Many of the biggest benefits and potential income streams from the enhanced use of natural capital will come at the landscape level. A group of farmers and estate owners will be able to deliver more substantial outcomes by working together, whether that’s habitat protection or flood mitigation, than on their own. I foresee that an increasing proportion of the money the government assigns to environmental measures will be targeted at these kind of cooperative schemes. First, because the results will be easier to communicate (and the costs easier to justify) to the public. And second, because they will be much simpler to administer. Those in the farming sector are renowned for their independence, but post-Brexit working more closely together will become increasingly important.

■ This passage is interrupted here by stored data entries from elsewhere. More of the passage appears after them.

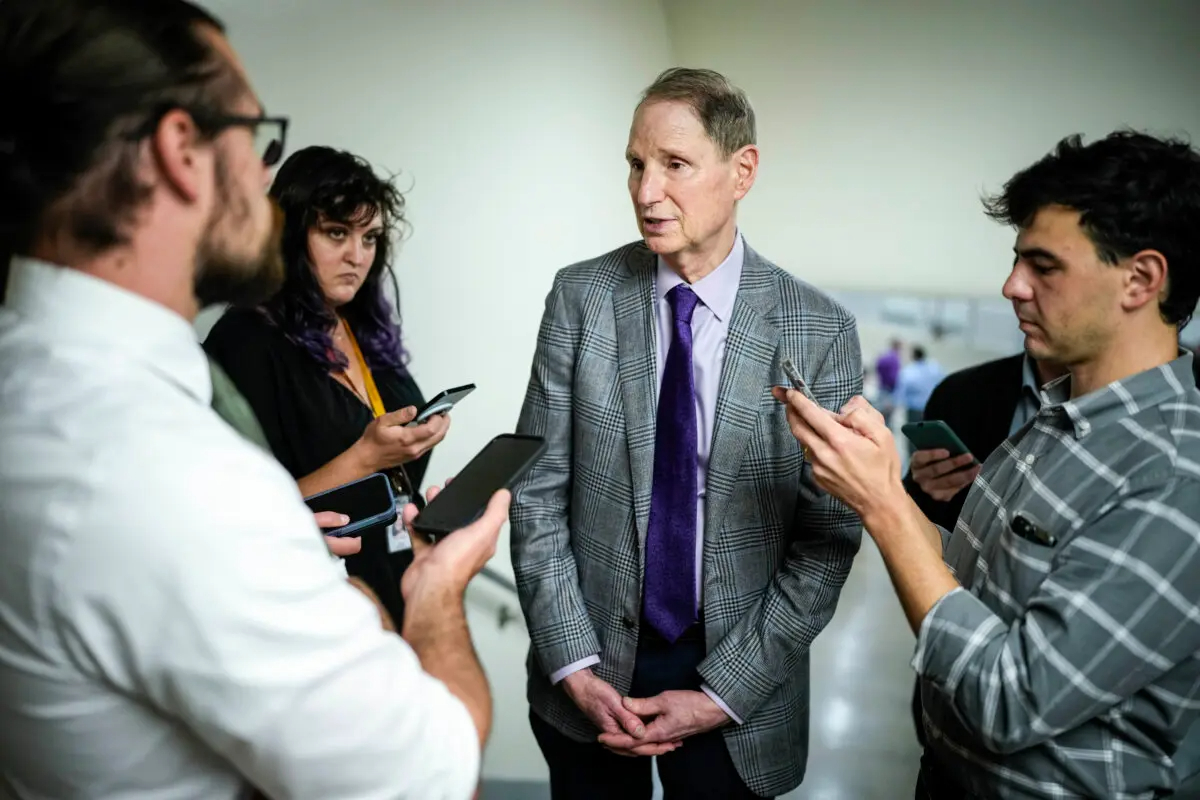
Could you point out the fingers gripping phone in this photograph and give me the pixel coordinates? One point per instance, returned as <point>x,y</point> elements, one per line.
<point>934,434</point>
<point>442,403</point>
<point>498,465</point>
<point>367,501</point>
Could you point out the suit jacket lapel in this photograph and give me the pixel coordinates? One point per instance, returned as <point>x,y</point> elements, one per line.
<point>633,301</point>
<point>750,353</point>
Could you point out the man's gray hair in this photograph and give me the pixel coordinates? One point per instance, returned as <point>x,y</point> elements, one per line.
<point>723,108</point>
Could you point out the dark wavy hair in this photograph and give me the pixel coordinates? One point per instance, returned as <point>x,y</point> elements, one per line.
<point>342,187</point>
<point>1133,192</point>
<point>85,80</point>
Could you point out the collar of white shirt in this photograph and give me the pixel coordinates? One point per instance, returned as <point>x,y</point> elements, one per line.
<point>69,305</point>
<point>718,289</point>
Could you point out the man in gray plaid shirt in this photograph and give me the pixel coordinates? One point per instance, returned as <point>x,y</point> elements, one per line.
<point>1057,642</point>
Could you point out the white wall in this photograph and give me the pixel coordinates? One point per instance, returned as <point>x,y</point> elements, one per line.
<point>881,122</point>
<point>509,122</point>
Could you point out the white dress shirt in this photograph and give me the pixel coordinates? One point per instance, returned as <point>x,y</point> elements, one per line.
<point>717,292</point>
<point>144,649</point>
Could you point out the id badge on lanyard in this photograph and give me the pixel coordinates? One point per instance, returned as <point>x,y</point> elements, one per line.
<point>397,535</point>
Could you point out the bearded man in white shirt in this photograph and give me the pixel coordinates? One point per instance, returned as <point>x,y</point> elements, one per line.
<point>143,650</point>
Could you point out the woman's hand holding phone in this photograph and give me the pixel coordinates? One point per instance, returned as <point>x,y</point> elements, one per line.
<point>340,546</point>
<point>389,443</point>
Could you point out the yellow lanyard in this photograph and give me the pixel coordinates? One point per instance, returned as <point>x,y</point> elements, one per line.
<point>367,378</point>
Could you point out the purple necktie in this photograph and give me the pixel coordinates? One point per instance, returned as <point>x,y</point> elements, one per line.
<point>670,603</point>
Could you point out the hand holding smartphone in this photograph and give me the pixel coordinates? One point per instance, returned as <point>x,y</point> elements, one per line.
<point>367,501</point>
<point>498,465</point>
<point>934,434</point>
<point>442,403</point>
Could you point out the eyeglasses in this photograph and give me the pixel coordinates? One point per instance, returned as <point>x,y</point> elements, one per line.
<point>270,132</point>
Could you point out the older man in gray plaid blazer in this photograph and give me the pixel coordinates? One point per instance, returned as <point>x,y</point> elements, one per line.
<point>649,632</point>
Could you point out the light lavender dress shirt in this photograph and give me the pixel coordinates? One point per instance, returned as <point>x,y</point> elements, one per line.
<point>709,331</point>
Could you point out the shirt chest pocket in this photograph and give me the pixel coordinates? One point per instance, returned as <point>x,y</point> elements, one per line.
<point>1020,563</point>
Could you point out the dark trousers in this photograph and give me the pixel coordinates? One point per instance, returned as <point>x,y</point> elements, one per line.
<point>699,770</point>
<point>933,782</point>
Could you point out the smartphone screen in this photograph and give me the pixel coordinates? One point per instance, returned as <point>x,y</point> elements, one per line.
<point>367,503</point>
<point>498,465</point>
<point>934,434</point>
<point>442,403</point>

Many estates or other rural land owners have been at the hearts of their communities for generations and many have used the Covid-19 crisis to strengthen those links even further, but the ‘public goods for public money’ mantra that will underpin much of the future financial support for agriculture can only increase scrutiny of what happens in the countryside. It wasn’t long ago that some commentators, daring to dream that the UK would fall en-masse under the spell of Jeremy Corbyn’s vision of a socialist revival, were publicly talking about the nationalisation of property that didn’t fulfil certain ideals. That moment has passed for now, but who is to say it won’t return – we live in strange times. But that aside, I can’t think of any business that regrets getting more involved with its local community. Open Farm Sunday, for example, has contributed immensely to the public’s understanding of what goes on beyond the farm gate. Read our article on the Blenheim Estate on to see some of the benefits in action.

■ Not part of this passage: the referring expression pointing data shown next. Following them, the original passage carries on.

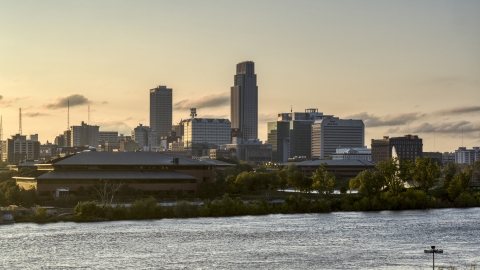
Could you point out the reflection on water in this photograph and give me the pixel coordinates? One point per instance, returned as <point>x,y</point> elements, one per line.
<point>346,240</point>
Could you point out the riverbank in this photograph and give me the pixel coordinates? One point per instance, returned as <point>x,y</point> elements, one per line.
<point>226,206</point>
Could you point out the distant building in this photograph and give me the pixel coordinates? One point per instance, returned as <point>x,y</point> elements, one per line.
<point>330,133</point>
<point>467,156</point>
<point>448,157</point>
<point>407,147</point>
<point>291,134</point>
<point>150,172</point>
<point>357,153</point>
<point>206,131</point>
<point>146,138</point>
<point>250,150</point>
<point>19,149</point>
<point>435,157</point>
<point>85,135</point>
<point>244,101</point>
<point>161,110</point>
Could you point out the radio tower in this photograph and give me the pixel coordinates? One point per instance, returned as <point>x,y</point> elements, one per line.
<point>20,123</point>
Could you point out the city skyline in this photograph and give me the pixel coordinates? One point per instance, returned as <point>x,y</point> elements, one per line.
<point>403,68</point>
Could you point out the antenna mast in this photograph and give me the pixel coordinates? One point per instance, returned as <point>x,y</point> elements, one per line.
<point>20,121</point>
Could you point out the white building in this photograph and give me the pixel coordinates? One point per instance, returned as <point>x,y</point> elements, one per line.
<point>146,138</point>
<point>467,156</point>
<point>331,133</point>
<point>84,135</point>
<point>206,131</point>
<point>357,153</point>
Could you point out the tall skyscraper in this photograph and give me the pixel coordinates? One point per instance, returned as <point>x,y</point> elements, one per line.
<point>244,101</point>
<point>161,110</point>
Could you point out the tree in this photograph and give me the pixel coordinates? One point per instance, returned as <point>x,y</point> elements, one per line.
<point>368,183</point>
<point>323,180</point>
<point>389,170</point>
<point>448,172</point>
<point>426,172</point>
<point>459,184</point>
<point>106,190</point>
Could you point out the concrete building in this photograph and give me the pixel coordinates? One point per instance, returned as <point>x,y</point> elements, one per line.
<point>206,131</point>
<point>147,139</point>
<point>151,172</point>
<point>357,153</point>
<point>407,147</point>
<point>161,110</point>
<point>244,101</point>
<point>330,133</point>
<point>19,149</point>
<point>467,156</point>
<point>249,150</point>
<point>448,157</point>
<point>85,135</point>
<point>291,135</point>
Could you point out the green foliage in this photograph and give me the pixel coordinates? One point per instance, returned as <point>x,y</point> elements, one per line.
<point>459,184</point>
<point>389,169</point>
<point>323,181</point>
<point>426,172</point>
<point>369,183</point>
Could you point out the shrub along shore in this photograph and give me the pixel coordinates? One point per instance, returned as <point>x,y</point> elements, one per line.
<point>382,188</point>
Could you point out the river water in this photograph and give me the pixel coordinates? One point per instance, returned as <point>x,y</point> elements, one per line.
<point>341,240</point>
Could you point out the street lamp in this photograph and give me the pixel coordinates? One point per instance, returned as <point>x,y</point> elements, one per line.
<point>433,251</point>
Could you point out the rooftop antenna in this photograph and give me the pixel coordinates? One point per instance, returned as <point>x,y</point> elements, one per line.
<point>193,112</point>
<point>20,121</point>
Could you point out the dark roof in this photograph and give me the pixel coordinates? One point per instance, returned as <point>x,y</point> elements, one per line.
<point>94,174</point>
<point>125,158</point>
<point>215,162</point>
<point>343,162</point>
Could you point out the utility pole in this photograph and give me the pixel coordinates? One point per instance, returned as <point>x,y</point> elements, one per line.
<point>433,251</point>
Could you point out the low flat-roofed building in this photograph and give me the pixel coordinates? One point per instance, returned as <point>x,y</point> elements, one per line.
<point>151,172</point>
<point>341,168</point>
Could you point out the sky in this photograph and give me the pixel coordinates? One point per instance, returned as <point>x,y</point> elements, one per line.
<point>403,67</point>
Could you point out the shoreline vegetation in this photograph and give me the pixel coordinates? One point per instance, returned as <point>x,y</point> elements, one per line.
<point>239,191</point>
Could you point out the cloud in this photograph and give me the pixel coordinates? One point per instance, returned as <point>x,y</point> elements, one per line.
<point>33,114</point>
<point>62,102</point>
<point>372,120</point>
<point>115,125</point>
<point>208,101</point>
<point>451,128</point>
<point>458,110</point>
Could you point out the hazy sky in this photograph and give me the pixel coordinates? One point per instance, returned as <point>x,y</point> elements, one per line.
<point>401,66</point>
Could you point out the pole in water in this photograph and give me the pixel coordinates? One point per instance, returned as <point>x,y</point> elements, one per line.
<point>433,251</point>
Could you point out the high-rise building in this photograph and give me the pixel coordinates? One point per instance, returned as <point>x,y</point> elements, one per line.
<point>84,135</point>
<point>291,135</point>
<point>331,133</point>
<point>19,149</point>
<point>244,101</point>
<point>161,110</point>
<point>407,147</point>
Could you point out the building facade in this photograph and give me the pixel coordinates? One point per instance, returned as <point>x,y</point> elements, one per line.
<point>467,156</point>
<point>330,133</point>
<point>206,131</point>
<point>244,101</point>
<point>161,110</point>
<point>407,147</point>
<point>84,135</point>
<point>19,149</point>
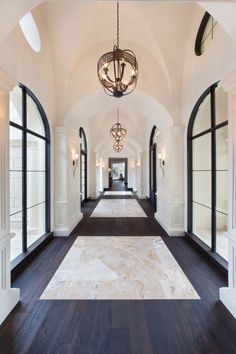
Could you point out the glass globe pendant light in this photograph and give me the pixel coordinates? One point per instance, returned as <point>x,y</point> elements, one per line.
<point>118,130</point>
<point>118,70</point>
<point>117,146</point>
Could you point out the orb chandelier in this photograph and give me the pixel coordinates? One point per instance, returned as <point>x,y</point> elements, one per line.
<point>117,146</point>
<point>118,70</point>
<point>118,130</point>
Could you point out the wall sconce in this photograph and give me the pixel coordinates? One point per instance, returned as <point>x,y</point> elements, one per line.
<point>75,162</point>
<point>162,163</point>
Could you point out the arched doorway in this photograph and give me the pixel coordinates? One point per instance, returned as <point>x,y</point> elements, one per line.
<point>83,166</point>
<point>208,172</point>
<point>152,166</point>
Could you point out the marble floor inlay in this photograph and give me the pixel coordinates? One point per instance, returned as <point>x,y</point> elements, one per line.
<point>118,208</point>
<point>119,268</point>
<point>118,193</point>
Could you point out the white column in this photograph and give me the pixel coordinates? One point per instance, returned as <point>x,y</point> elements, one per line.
<point>67,184</point>
<point>8,296</point>
<point>228,294</point>
<point>95,175</point>
<point>170,206</point>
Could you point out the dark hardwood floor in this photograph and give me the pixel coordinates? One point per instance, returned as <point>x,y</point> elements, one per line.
<point>119,327</point>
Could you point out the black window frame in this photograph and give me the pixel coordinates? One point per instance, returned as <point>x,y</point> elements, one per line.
<point>210,91</point>
<point>26,251</point>
<point>198,43</point>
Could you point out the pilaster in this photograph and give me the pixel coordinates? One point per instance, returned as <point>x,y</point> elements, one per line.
<point>8,296</point>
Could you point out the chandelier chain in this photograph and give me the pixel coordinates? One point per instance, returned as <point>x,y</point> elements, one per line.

From my experience poor communication is at the root of many of the issues that plague rural businesses. I’m not talking about failing to get to grips with social media, which we look at on page 42, but something more intrinsic. Many of the landlord-tenant disputes that our Rural Asset Management team deals with come down to people not speaking to each other. Succession is often another crunch point that could be more easily dealt with if the parties involved talked more openly together. Consider your business as being at the centre of a web linking it to suppliers, customers, tenants, lenders, advisors, stakeholders and other interested parties. Which of those links could work more efficiently, saving you time and often money? But from a wider industry perspective the most important conversation we need to have over the coming years is with the public. Food production is at a crossroads and if we are going to ask the consumer to buy British we need to present a compelling case.